Understanding Legal vs Equitable Title: Insights for Language Educators

Lawyers are constantly faced with scenarios where our clients are using terms or expressions without an appreciation of exactly what they mean. In the day to day, this can often be a very annoying experience as we essentially attempt to re-educate as we educate them on the legal meaning of the terms they commonly use.

One major area, with regard to property, is the distinction between legal vs equitable title which is often misunderstood even by non-lawyers to potentially mean the right or ability to own property under the law.

When we purchase a car, for example, the issuance of title is a test for whether or not we legally own that car. If we owe money on it, the title usually goes to the financing company until it is paid off or discharged. This is how we tend to understand ownership.

In the “legal vs equitable title” context however, it becomes a different affair altogether. When someone says that they have “title” to something, they mean that they have a legal interest in it. The law says that they own it and can do whatever they wish with it. This is the most common understanding.

The distinction though comes into play when we are dealing with equitable ownership of an object or subject matter. On the one hand, there is the legal owner (the person who has title) while also, there is a legal interest (beneficial interest) held by another party. The latter does not yet have legal or real ownership of the property in question but may have been relying on it for a significant duration of time and contributed to its use and mass appeal. This is the fairest way to understand the underlying principle in the legal vs equitable title debate.

And so, when someone does not yet own property in the title sense, the benefits of their work from using the property accrue to the legal title holder.

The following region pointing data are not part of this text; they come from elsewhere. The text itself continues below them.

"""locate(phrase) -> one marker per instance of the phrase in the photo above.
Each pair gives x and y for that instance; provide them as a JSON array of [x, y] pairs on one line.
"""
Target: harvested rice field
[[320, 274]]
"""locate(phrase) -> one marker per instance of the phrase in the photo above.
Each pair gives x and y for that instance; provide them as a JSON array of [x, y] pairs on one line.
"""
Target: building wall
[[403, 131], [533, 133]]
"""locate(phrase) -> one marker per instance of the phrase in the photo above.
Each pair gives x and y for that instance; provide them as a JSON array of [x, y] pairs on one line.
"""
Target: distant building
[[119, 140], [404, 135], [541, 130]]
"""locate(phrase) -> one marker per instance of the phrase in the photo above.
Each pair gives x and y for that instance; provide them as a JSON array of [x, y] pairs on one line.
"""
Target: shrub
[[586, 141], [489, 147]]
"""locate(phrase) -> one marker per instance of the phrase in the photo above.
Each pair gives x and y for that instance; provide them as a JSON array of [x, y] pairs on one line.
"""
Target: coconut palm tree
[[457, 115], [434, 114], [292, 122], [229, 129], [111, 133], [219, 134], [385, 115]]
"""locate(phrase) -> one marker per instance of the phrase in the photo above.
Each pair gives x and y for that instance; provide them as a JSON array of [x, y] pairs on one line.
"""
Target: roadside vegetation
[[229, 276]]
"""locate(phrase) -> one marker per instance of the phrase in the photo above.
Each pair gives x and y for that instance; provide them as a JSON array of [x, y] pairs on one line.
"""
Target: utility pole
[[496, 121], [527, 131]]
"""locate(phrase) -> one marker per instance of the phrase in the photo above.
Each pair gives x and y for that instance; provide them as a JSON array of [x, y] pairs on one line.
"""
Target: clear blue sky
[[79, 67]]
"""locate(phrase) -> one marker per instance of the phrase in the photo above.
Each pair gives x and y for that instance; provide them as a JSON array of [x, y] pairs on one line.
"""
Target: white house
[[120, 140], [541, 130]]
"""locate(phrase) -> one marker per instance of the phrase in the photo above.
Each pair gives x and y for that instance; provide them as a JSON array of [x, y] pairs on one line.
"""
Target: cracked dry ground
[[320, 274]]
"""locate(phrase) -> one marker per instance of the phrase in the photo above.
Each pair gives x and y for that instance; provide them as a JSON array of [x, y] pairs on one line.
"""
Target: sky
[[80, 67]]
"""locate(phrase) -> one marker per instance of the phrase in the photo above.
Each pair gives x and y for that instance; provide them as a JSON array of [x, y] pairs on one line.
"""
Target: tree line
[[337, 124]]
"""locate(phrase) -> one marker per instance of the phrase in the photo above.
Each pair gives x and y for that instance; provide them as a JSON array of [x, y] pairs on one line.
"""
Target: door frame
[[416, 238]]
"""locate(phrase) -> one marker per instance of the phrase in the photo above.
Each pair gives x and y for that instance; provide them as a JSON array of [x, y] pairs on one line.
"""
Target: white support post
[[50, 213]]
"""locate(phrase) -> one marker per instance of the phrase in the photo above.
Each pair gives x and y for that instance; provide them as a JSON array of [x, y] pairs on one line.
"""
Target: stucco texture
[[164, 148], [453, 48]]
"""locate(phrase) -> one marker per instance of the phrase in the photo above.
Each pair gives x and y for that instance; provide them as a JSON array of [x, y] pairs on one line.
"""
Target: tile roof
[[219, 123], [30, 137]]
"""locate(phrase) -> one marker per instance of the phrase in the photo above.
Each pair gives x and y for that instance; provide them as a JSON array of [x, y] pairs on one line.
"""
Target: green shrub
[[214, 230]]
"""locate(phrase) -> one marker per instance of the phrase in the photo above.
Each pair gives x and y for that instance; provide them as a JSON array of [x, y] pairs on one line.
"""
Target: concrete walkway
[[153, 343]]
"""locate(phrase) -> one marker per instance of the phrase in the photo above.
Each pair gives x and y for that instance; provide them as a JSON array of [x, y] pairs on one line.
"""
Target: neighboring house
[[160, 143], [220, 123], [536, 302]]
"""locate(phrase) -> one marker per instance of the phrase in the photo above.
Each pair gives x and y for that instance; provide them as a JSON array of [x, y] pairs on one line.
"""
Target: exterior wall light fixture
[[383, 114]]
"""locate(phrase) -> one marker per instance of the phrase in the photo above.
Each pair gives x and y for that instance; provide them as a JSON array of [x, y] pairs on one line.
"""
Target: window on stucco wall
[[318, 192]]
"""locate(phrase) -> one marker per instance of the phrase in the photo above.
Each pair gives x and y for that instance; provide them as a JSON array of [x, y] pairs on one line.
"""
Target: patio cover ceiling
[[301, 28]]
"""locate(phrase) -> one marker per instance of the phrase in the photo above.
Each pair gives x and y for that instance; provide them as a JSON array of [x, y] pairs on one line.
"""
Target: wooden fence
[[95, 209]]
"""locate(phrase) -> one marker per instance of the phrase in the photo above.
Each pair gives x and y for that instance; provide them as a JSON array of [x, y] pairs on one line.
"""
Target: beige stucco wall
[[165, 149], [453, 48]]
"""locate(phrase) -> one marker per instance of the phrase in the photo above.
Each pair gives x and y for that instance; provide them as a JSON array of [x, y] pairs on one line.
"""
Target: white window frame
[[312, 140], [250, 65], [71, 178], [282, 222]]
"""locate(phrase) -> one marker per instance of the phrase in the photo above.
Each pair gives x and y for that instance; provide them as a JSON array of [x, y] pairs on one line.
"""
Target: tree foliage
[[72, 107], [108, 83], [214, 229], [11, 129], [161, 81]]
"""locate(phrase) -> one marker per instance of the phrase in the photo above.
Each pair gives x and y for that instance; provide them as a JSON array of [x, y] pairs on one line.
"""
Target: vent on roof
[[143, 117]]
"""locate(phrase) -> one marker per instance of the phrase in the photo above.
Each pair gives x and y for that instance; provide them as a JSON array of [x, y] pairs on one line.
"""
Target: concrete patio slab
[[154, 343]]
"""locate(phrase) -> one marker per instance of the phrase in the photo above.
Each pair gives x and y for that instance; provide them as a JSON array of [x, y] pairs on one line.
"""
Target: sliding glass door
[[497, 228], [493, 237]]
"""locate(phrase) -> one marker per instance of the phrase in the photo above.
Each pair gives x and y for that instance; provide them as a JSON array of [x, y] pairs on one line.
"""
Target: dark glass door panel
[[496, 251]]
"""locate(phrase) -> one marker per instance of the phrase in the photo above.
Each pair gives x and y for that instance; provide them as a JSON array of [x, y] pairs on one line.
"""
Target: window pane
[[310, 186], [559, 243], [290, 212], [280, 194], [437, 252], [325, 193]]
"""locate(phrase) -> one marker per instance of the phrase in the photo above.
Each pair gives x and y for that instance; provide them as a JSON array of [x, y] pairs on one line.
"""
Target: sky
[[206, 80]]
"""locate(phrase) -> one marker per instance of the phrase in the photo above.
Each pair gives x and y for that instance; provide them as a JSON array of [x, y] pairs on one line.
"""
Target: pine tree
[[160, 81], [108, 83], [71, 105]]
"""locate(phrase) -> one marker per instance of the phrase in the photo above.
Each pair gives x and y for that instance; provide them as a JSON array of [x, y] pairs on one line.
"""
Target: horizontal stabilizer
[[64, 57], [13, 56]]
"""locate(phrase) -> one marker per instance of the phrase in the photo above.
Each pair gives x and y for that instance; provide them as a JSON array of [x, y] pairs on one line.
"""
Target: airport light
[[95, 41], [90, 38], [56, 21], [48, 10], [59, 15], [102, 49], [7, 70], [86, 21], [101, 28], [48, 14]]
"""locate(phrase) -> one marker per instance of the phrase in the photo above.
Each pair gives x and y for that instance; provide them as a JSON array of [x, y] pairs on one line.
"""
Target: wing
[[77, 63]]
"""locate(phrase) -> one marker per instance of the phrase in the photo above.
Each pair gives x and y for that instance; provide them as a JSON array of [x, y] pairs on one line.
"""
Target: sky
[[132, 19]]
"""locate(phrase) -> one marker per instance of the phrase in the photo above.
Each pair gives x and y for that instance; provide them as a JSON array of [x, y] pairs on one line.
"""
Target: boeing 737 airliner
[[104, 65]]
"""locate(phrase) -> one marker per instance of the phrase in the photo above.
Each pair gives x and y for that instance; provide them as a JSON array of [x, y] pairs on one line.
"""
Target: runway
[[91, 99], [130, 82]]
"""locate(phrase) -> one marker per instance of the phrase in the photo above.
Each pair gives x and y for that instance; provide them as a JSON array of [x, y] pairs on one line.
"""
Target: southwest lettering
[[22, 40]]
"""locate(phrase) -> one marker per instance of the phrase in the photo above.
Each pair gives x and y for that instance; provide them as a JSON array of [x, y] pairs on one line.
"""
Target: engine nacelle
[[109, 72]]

Why is this important? Well, in terms of language acquisition, it is about the distinction between ownership of the language spoken by a group of people and the language that is spoken. Think about it. The language itself is essentially the legal owner. The first people who may have spoken or written the language, if they are no longer alive, cannot be further considered the owners of the language. These are the people who set the standards, the rules and, to some extent, the grammar.

But all those who have spent their lives studying languages and linguistics, learning words, phrases, idioms and slang or whatever else characterizes it, do not own the language. Instead, by spending years of their lives working with the language, they essentially become the beneficial owners.